Benchmarking tools for the Faster CPython project

Usage

This code lets you set up your own Github repo to run pyperformance benchmarks on your own self-hosted Github Action runners.

For example, you can see the Faster CPython team's benchmarking results.

Set up the repo

Create a new empty repository on Github and clone it locally.

Add bench_runner to your requirements.txt.

bench_runner=={VERSION}

Replace the {VERSION} above with the latest version tag of bench_runner.

Create a virtual environment and install your requirements to it, for example:

python -m venv venv
source venv/bin/activate
python -m pip install -r requirements.txt

Generate workflows

Run the install script to generate the files to make the Github Actions work (from the root of your repo):

python -m bench_runner install

This will create some files in .github/workflows as well as some configuration files at the root of your repo. Commit them to your repository, and push up to Github.

git commit -a -m "Initial commit"
git push origin main

The bench_runner.toml file created at the root of your repository contains configuration specific to your instance. More details about this configuration are below. Every time you make a change to the bench_runner.toml file, you will need to rerun python -m bench_runner install to have the changes reflected.

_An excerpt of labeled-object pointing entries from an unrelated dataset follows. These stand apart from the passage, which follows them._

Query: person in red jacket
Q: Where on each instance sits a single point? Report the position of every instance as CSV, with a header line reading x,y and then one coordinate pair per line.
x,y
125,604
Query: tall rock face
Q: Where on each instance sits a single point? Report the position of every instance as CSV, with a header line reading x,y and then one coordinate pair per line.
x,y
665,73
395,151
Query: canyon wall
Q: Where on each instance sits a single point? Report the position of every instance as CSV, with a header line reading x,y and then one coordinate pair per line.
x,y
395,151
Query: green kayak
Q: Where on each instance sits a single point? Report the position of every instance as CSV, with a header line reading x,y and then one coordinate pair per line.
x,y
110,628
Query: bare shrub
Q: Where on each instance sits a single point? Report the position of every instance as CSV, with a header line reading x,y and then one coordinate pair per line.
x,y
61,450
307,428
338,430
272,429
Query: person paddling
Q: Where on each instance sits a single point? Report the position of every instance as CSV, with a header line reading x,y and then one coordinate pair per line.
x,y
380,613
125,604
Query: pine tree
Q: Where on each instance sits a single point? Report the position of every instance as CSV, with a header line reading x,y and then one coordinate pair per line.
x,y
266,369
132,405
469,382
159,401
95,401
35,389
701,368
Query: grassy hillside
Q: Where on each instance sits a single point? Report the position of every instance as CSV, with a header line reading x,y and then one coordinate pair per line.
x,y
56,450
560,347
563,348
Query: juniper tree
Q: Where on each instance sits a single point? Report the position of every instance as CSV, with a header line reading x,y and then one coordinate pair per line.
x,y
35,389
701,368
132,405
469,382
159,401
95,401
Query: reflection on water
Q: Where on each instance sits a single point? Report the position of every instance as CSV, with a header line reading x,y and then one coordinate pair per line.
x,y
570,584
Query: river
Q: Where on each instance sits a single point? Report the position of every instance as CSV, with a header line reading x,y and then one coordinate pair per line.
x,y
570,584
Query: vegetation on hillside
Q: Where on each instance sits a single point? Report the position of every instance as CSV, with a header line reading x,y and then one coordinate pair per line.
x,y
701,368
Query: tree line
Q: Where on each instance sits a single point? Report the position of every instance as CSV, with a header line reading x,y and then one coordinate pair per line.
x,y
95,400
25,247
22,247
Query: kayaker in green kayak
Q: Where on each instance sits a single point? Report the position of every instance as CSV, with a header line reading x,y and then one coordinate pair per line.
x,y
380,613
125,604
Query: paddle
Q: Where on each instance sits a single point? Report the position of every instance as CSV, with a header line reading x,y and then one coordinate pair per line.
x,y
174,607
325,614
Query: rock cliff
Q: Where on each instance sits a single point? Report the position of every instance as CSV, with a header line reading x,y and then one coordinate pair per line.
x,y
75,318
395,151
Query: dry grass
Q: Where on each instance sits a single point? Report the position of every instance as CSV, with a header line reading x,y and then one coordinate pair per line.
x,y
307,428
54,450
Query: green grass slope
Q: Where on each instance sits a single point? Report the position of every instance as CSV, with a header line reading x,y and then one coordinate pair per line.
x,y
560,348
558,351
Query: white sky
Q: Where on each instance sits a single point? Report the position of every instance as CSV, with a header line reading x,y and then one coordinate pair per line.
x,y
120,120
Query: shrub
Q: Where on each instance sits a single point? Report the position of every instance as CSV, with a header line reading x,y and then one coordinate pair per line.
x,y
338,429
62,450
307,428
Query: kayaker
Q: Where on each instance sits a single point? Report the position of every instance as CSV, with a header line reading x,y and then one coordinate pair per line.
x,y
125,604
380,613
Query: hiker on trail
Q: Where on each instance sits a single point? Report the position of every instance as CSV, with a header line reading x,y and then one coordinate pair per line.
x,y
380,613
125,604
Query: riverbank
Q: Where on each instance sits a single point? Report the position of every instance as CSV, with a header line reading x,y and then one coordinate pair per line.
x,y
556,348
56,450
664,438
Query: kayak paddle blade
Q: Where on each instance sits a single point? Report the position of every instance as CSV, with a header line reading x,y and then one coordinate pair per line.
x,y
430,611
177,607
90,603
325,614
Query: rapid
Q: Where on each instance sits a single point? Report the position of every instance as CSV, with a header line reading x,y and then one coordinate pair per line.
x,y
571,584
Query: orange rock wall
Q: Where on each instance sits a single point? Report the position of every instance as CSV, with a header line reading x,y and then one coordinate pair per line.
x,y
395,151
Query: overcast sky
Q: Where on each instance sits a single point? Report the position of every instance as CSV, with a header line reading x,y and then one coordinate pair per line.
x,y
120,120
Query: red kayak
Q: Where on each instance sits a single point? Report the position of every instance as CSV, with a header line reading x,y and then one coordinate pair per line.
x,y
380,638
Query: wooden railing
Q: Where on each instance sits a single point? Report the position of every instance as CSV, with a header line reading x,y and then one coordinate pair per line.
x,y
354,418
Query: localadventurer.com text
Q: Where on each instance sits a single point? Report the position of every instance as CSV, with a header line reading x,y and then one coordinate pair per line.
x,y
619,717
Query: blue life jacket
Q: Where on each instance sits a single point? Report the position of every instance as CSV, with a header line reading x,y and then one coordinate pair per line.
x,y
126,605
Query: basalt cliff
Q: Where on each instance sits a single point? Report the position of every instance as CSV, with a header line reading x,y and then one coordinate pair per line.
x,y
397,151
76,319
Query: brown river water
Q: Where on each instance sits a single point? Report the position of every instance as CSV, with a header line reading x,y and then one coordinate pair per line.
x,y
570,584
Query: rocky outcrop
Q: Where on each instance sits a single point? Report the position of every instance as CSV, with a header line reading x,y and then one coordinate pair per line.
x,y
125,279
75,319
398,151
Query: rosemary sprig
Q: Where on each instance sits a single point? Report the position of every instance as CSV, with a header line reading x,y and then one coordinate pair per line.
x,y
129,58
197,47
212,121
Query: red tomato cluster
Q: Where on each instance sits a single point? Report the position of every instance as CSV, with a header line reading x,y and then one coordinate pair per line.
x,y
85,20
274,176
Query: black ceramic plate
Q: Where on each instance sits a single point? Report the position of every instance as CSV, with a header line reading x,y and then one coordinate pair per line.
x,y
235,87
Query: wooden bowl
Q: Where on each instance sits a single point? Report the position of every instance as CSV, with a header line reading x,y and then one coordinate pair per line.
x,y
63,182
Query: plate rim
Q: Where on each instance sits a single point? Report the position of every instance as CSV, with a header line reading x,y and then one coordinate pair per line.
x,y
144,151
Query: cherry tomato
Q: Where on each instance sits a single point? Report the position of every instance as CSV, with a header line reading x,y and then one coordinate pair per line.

Add some self-hosted runners

Provision the machine to have the build requirements for CPython and the base requirements for Github Actions according to the provisioning instructions.

Then, add it to the pool of runners by following the instructions on Github's Settings -> Actions -> Runners -> Add New Runner to add a new runner.

The default responses to all questions should be fine except pay careful attention to set the labels correctly. Each runner must have the following labels:

One of linux, macos or windows.
bare-metal (to distinguish it from VMs in the cloud).
$os-$arch-$nickname, where:
- $os is one of linux, macos, windows
- $arch is one of x86_64 or arm64 (others may be supported in future)
- $nickname is a unique nickname for the runner.

Once the runner is set up, enable it as a service so it will start automatically on boot.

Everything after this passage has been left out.